Get Moving

Get Moving

So…you’ve just had a stroke. You’re out of the hospital and rehab. Your brain is in a fog and you’re exhausted, both physically and mentally. One side of your body barely functions, including your face. Your speech is as blurry as your thought processes. You might be in a lot of pain. Your vision is also diminished. You may even be suffering from depression.

Well, welcome to the Stroke Club. Over 700,000 new members in the USA every year. This is your new reality. It does not, however, have to be a permanent reality. It can be temporary if you are willing to get to work.

Guided Therapy Is Not Enough

Maybe you have an in-home therapist coming once a week, maybe it’s outpatient therapy, or maybe your insurance benefits that cover physical therapy are exhausted. Either way, you’re a long way from where you want to be. Getting where you want to requires a tremendous amount of work on your part. You need to take charge of your own recovery. The level of activity you get in your weekly guided therapy sessions is not nearly enough. You need to do something every single day.

What can you do if you are bedridden, confined to a wheelchair, or can’t even walk without the assistance of a walker or caregiver? Quite a lot, actually. The important thing is to get started as soon as possible.

Apparently, the doctors have discovered a narrow window of time when your brain is in maximum repair mode. Certain substances are present in large amounts in your brain shortly (a month or two) after an injury, and if you get moving during this initial period, you can maximize healing. That’s why they focus on intense therapy right after a stroke. This is not to say that you cannot improve after this short period, you certainly can, but why waste the advantage?

Move

Even if you are bedridden, it’s important to move. Start with your unaffected side and do stretching and do range-of-motion exercises. Move your good arm and leg every way that you can. Then attempt to mimic those same movements on your weak side. It helps to do both sides at the same time. My therapist tells me that moving symmetrically helps the brain to make contact with the weak side.

Can’t move at all? That’s okay, try anyway. Again, again and again. Even if you get zero response from your weak side, it’s the effort that counts. Even if your muscles refuse to respond, the object is to get your brain in the game and let it know that the limbs are still there. Hopefully, new neural pathways will form to take over for the damaged pathways. They call this Neuroplasticity. This topic is discussed at length in a couple of the books you can find in the Good Books section.

Repetition, repetition, repetition

It may take several thousand (yes, thousand) attempts or repetitions, spread over weeks and months to get your brain to re-engage with your body. Sound like an impossible number of attempts or repetitions, over an impossibly long time?

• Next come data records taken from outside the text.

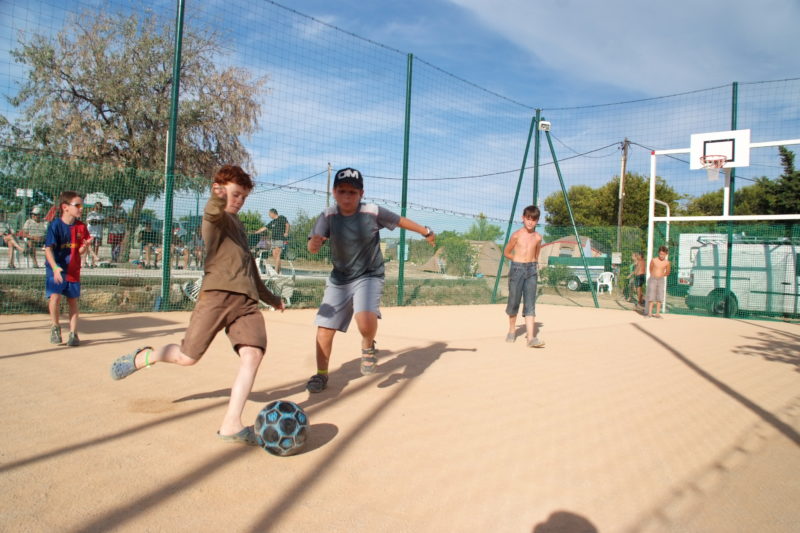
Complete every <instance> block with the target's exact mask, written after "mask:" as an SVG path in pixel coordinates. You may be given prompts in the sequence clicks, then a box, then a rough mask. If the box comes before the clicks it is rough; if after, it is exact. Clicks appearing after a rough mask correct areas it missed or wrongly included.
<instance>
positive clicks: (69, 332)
mask: <svg viewBox="0 0 800 533" xmlns="http://www.w3.org/2000/svg"><path fill="white" fill-rule="evenodd" d="M80 344H81V340H80V339H79V338H78V334H77V333H75V332H74V331H70V332H69V337H68V338H67V346H80Z"/></svg>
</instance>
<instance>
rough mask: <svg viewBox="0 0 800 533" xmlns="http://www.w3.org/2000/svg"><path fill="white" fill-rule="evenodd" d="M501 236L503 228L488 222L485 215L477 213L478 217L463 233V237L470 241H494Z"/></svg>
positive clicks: (501, 234)
mask: <svg viewBox="0 0 800 533" xmlns="http://www.w3.org/2000/svg"><path fill="white" fill-rule="evenodd" d="M502 236H503V230H502V229H501V228H500V226H495V225H494V224H489V221H488V220H487V219H486V215H484V214H483V213H478V219H477V220H476V221H475V222H474V223H473V224H472V226H471V227H470V228H469V231H467V232H466V233H465V234H464V238H465V239H469V240H472V241H496V240H497V239H499V238H500V237H502Z"/></svg>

Yes, it is a lot of reps, and it is a long time. But, not nearly as long as being trapped in a dysfunctional body forever.

The trick is to always be moving. Lying in bed? Do your ankle exercises at the same time. Watching TV? Do your arm exercises. Reading a book? Read out loud to give your mouth and facial and muscles a workout. Listening to music? Try tapping along to the beat with your affected hand and fingers. Exercise your brain while you’re at it by doing crossword puzzles.

I am two years out from my first stroke, and one year out from my second. In the beginning, I couldn’t do much at all. I slept most of the time and even needed help to transition to a wheelchair. My right side was almost completely useless. Still, I found the will to get moving. Within a few months, I was able to get around with a walker. Within a year I could do most tasks by myself. Unfortunately, I lost all that progress in my second stroke, and I had to start from zero again. But, start again I did. Now I am back to where was at the 1-year mark. Every day I move. And every week I see incremental improvement in function. All because I move constantly.

I cannot stress this enough – GET MOVING!